I do think there has been a shift. In the past many women relied on their partners to make most of the financial decisions in the household. What we are currently seeing is that women are being more pro-active in taking control of their own financial situation. Previously, women focused primarily on having a transactional bank account and if they worked then they’d have a pension or provident fund. What we are seeing now is that women are more involved in their own finances, and they are focusing on products from life insurance, tax-efficient solutions and retirement solutions as well.
The sad fact, however, is that most women still don’t make use of financial products at all. In my opinion the main reason for this is because the products don’t work for them or cater to their needs in the way they’d like. Research shows that women have different needs. They ask more questions than men do, and they don’t want to assume that a product will automatically work for them, so they place a high value on the opinion of peers.
Women want to know: Will this product work for me? Are there barriers that prevent me from accessing this product? If I sign up, will I be able to get help if I need it?
What are some of the more common mistakes that still occur?
The first and biggest mistake in my opinion is not being involved in decisions about money. So many marriages end up in divorce, and you need to be involved to enable you to secure your future no matter what happens. Also important is to read and understand your marriage contract before signing it – the contract has implications for your finances should the marriage end in divorce.
The second is investing too conservatively. Research also shows that women tend to be more conservative than men when it comes to investing. Considering that women typically live longer than men on average, you need to include growth assets in your investment strategy to target the out-performance of inflation in the long run.

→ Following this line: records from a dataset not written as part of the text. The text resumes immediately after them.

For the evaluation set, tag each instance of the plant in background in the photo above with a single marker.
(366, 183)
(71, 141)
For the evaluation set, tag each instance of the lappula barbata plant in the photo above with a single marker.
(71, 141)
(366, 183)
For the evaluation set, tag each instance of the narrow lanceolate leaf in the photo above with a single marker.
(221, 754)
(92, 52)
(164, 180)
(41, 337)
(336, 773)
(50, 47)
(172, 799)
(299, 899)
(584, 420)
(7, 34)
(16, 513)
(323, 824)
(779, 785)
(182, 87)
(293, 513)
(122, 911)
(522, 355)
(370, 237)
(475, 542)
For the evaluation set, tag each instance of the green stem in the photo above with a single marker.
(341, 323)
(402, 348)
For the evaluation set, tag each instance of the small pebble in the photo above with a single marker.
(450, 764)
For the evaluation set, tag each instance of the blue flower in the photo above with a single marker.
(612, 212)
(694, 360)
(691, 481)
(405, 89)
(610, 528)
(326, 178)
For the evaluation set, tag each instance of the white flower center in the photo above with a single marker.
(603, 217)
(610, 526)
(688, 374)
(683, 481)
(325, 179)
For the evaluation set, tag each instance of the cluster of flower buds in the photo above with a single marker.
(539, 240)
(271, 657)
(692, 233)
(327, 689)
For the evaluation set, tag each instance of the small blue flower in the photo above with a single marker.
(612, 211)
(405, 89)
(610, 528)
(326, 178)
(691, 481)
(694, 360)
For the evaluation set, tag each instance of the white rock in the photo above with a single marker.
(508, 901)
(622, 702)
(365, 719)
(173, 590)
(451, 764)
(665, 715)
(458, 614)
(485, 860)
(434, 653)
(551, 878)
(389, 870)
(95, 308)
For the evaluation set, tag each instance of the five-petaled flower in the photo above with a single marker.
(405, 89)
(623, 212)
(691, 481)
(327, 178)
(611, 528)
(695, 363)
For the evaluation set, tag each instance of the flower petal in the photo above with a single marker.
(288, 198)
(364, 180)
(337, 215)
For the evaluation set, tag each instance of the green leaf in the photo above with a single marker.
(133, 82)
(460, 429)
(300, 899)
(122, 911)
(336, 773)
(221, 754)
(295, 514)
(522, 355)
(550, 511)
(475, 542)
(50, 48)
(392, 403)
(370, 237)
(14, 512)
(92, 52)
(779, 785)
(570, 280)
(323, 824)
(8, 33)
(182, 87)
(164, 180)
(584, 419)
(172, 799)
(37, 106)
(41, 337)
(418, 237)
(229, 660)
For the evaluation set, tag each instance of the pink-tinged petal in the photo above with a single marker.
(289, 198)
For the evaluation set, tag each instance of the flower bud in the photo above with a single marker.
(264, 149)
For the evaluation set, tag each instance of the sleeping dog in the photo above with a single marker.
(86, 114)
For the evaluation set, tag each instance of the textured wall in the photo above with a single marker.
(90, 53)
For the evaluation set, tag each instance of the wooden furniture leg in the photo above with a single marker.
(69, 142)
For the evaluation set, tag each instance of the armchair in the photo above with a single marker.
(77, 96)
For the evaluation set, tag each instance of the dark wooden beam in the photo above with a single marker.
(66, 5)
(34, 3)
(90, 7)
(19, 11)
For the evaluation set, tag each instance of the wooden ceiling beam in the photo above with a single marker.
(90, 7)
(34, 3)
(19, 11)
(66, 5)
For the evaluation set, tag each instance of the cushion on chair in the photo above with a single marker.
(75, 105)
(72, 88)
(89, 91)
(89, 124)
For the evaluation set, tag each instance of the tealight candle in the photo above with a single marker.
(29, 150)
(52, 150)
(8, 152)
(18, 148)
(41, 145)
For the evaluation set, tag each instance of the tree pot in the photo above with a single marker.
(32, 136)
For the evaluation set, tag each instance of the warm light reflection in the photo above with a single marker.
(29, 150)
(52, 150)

The third mistake is that many women start saving for retirement too late and this means they also don’t save enough. In many cases, the retirement fund that these women have built up just isn’t enough to sustain them – especially in cases where there has been a divorce. You need to start saving towards retirement as soon as possible.
Lastly, I think one of the biggest mistakes is not having a valid will. More than 50% of women don’t have a valid will which will mean that your assets will be distributed in accordance with the law of intestacy and if you have no relatives, your estate (assets) will accrue to the state. It’s never easy to think about your mortality, but it is such a critical exercise to ensure that the people you love are taken care of in the way that you would have wanted them to be taken care of.
What are some of the common myths around women and investing, and how do we overcome these myths?
There are quite a few myths about women and investing but fortunately we now have statistics to prove they are just that - myths.
Myth 1 – Women are not good at investing. Fidelity did some research in 2018 about women and money. The research shows that only 9% of women believed that their portfolios would out-perform men’s. The opposite was true. The women’s portfolios consistently out-performed men’s year on year. The main reason for this was that the women stuck to their investment plans while men traded more often. The research showed that on average men received 1% less return than women. Considering the effect of compounding this will have a huge impact on values over time.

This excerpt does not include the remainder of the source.